Crucially, $Q$ must be large “enough”: i.e., it must have “enough” validators to guarantee that no malicious subset of them can learn (or can bias the choice of) $z$. For example, we could assume only 33% of the stake is malicious and require that $Q$ have more stake than that. In an abundance of caution, in Aptos, we require that $Q$ contains $>$ 66% of the stake.

The DKG is parameterized by $\sizeof{Q}$ and by $f$. Since typically in a DKG the same set of validators will deal a secret amongst themselves, $\sizeof{Q}$ and $f$ are typically set to the same value. Otherwise, if $f > \sizeof{Q}$, then the validators in $Q$ which are fewer than required by $f$ could reconstruct the secret, which defeats the point. Or, if $\sizeof{Q} > f$, then you are requiring more validators to contribute than needed for secrecy, since $f < \sizeof{Q}$ can reconstruct.

First, to ensure that $\sizeof{Q}$ is large “enough”, we require that, in the DKG protocol, each validator digitally-sign their dealt PVSS transcript in a domain-separated fashion (part of the domain separator will be the current consensus epoch number). Without such authentication, $Q$ could be filled with transcripts from one malicious validator impersonating the other ones. Therefore, that malicious validator would have full knowledge of the final DKG secret $z$. No es bueno.

Implication: The DKG protocol needs to be carefully crafted to sign the PVSS transcripts.

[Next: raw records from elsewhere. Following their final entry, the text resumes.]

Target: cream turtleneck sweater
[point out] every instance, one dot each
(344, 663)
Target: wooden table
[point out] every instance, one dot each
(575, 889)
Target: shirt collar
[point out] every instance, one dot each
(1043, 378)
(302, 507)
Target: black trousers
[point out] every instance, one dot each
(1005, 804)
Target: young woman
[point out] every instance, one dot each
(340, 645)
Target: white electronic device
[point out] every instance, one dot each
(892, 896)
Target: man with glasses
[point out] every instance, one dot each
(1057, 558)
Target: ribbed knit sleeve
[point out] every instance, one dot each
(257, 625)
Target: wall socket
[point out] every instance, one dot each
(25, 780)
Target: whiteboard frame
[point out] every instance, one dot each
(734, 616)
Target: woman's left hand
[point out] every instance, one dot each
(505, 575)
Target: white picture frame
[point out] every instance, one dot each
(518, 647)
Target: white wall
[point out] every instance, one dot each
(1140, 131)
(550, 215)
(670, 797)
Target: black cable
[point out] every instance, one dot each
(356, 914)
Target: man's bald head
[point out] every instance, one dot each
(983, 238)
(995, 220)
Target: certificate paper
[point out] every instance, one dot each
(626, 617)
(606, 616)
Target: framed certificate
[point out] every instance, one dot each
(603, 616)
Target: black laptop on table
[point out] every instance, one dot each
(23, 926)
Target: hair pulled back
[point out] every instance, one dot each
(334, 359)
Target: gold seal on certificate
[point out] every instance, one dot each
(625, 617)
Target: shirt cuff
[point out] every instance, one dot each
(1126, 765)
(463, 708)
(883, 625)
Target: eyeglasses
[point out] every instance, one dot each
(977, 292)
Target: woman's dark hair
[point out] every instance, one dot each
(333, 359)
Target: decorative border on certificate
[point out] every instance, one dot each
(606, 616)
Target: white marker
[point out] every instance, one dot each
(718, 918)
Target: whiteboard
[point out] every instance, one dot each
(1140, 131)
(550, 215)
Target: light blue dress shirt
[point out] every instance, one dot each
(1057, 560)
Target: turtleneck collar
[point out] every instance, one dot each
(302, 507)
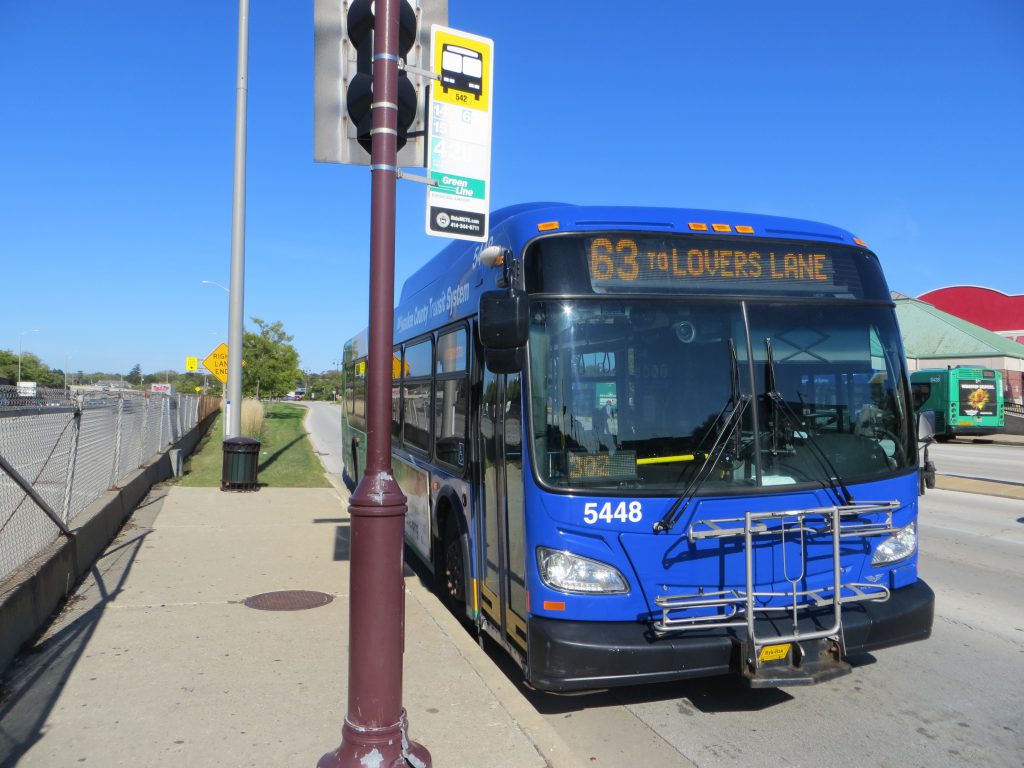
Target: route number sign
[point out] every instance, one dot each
(459, 148)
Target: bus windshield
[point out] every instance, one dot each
(641, 393)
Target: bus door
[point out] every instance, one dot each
(503, 589)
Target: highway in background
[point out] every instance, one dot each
(999, 459)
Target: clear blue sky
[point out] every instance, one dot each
(899, 121)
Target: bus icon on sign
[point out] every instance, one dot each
(462, 69)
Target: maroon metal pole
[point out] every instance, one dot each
(375, 729)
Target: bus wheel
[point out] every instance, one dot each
(451, 577)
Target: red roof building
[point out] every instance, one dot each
(982, 306)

If done right, the validators’ public keys used for consensus signature can be safely reused as signing public keys for the transcript.

Second, we require that PVSS transcripts obtained from $\pvssDeal$ be non-malleable. To see why this is necessary consider the following scenario:

  • two validators $i$ and $j$ have enough stake to make $Q = \{i,j\}$ large enough
  • $j$ by itself does not have enough stake
  • $i$ deals $z_i \in \F$ and signs the transcript
  • $j$ removes $i$’s signature and mauls $i$’s transcript to deal $-z_i + r$ for some $r\randget\F$ it knows
  • $j$ signs this mauled transcript
    • $\Rightarrow j$ would have full knowledge of the final DKG secret $z = z_i + (- z_i + r) = r$.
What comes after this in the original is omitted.